Match by Exception
Create more flexible, data-driven solutions with the aid of a match by exception design pattern.
Technology Toolbox: VB 2005, SQL Server 2005, SQL Server Express Edition
An almost universal requirement faced by those who create data-oriented applications is the need to locate records that match a given set of criteria.
The criteria by which you match can take a variety of forms. For example, the criteria can be simple: "Find me a Customer with ID = 42." Sometimes the structure of the request can be complex: "Find me a business rule record in a table that is more specific than any other record, given multiple matching fields." A complex request doesn't require complex code by necessity. Nor does such code have to perform poorly. In fact, there's a general class of problems that you can solve efficiently using a design pattern that might best be described as matching by exception.

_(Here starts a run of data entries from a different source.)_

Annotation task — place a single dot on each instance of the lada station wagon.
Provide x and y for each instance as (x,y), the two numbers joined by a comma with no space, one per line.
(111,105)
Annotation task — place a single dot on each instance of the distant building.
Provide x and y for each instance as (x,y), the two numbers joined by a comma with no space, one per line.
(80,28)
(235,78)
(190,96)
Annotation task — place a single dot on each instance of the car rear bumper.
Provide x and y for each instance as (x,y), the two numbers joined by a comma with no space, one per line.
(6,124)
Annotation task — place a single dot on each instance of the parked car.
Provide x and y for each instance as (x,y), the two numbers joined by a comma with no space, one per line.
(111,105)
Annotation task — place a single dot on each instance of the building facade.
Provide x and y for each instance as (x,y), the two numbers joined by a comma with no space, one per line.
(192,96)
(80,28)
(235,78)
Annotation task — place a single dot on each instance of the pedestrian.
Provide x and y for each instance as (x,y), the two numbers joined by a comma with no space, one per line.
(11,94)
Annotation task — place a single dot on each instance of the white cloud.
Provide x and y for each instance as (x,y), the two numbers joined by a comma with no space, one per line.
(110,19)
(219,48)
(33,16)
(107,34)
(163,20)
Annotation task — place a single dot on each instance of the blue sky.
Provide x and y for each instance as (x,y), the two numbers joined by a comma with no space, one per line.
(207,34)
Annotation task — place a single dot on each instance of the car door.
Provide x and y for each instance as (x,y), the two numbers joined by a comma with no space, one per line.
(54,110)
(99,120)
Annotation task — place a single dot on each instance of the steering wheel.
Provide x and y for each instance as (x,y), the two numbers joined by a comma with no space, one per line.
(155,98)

I'll show you how to implement such a design pattern, using a billing system as an example. I want to stress that this technique is by no means limited to accounting. If you encounter a situation where it becomes clear that you have some conditions that drive the selection of data—whether these conditions revolve around rates, rules, templates, or something else—and you're finding maddening exceptions to these selection rules, this approach can keep you from wanting to pull out your hair. There are many creative ways to apply matching by exception as part of the broader principle of data-driven design, and I've seen it used to simplify greatly what might otherwise have been an ugly solution. For example, I remember a situation where goods would move between a set of locations that were represented as multiple records containing "from" and "to"—effectively specifying a route. But these routes differed depending on the service, the customer type, and various other criteria. It was dealing with the exceptions that was tedious, but I was able to offload this aspect of the problem to business analysts because the solution was data-driven.

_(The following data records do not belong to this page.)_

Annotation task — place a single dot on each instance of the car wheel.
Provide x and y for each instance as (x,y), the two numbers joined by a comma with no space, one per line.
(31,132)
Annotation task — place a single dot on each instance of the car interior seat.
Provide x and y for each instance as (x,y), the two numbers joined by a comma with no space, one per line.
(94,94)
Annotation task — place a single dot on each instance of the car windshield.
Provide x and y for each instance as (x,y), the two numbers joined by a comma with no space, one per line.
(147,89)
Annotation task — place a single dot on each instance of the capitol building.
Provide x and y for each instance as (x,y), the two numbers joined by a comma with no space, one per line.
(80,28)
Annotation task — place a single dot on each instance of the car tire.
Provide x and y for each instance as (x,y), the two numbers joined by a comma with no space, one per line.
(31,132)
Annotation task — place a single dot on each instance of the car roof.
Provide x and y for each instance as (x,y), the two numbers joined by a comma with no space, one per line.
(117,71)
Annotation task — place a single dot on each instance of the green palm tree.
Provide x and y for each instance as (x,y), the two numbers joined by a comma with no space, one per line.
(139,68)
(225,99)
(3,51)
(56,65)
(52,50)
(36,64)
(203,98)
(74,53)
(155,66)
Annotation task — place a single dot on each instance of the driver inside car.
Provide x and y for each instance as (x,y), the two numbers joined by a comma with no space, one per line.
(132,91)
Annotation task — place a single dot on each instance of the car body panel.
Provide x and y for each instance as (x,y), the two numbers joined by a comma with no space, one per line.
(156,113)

The billing system described in this article assumes you work for a theoretical company that invoices dozens of different customers. Suppose you discover that rates are set based on customers' location, type, and some attributes of the services being invoiced. Maintaining a Cartesian product of all possible combinations would be unmanageable in all but the most trivial cases, even though the SQL code to locate these records would be simple and fast. Another approach might be to build multiple tables to account for different levels of matching. Unfortunately, this can lead to complex, conditional processing logic at the expense of efficiency and maintainability.

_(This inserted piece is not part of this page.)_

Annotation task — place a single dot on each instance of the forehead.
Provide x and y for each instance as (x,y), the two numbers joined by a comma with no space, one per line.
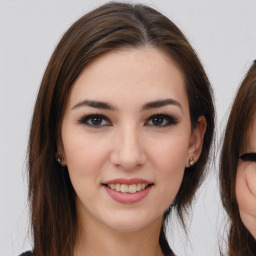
(144,73)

A better approach is to leave the concept of a rate table as flexible as possible. This enables you to accommodate changes in rates themselves, as well as accommodate changes in how you set the rates. Under this approach, you focus on building an engine where rate records can be selected based on either specific or general needs. You then codify the set of parameters by which you define the records, not the parameter values. The end product is a table with much fewer records. Note that such a table might still be fairly wide; that is, it can have a large number of columns. You can use this approach to model underlying business truth closely. You simply model the conditions that are meaningful to the business. In some cases, a business will dream up new conditions when it has the kind of flexibility this approach offers.
In addition to explaining how to implement a matching by exception design pattern, I'll also cover the practical ramifications of this solution using a VB.NET test harness to illustrate different options for using the engine. For example, you'll see how the test harness is designed to operate against both saved and unsaved source data.
Build a Data Model
Your first step is to create a data model for the sample application. This data model contains different types of entities. One type consists of instances of services performed for customers. This is the CustomerService table. The data model includes code tables such as Customer, CustomerType, ServiceType, ContainerSize, WeightClass, Location, and SubLocation. Each table provides descriptions and other rich metadata. The latter two tables have a hierarchical relationship, as well. Finally, the Rate table serves as your source of matching, ideally producing exactly one RateAmount value for every invoice line (see Figure 1).
Your ultimate goal for the sample app is to be able to ask: "What's the proper rate amount, given a service provided for a customer?" You want to be able support both general and specific queries. For example, assume you're concerned only with customers (see Figure 2). Bob is a customer, so the rate table might look something like this (see Table 1).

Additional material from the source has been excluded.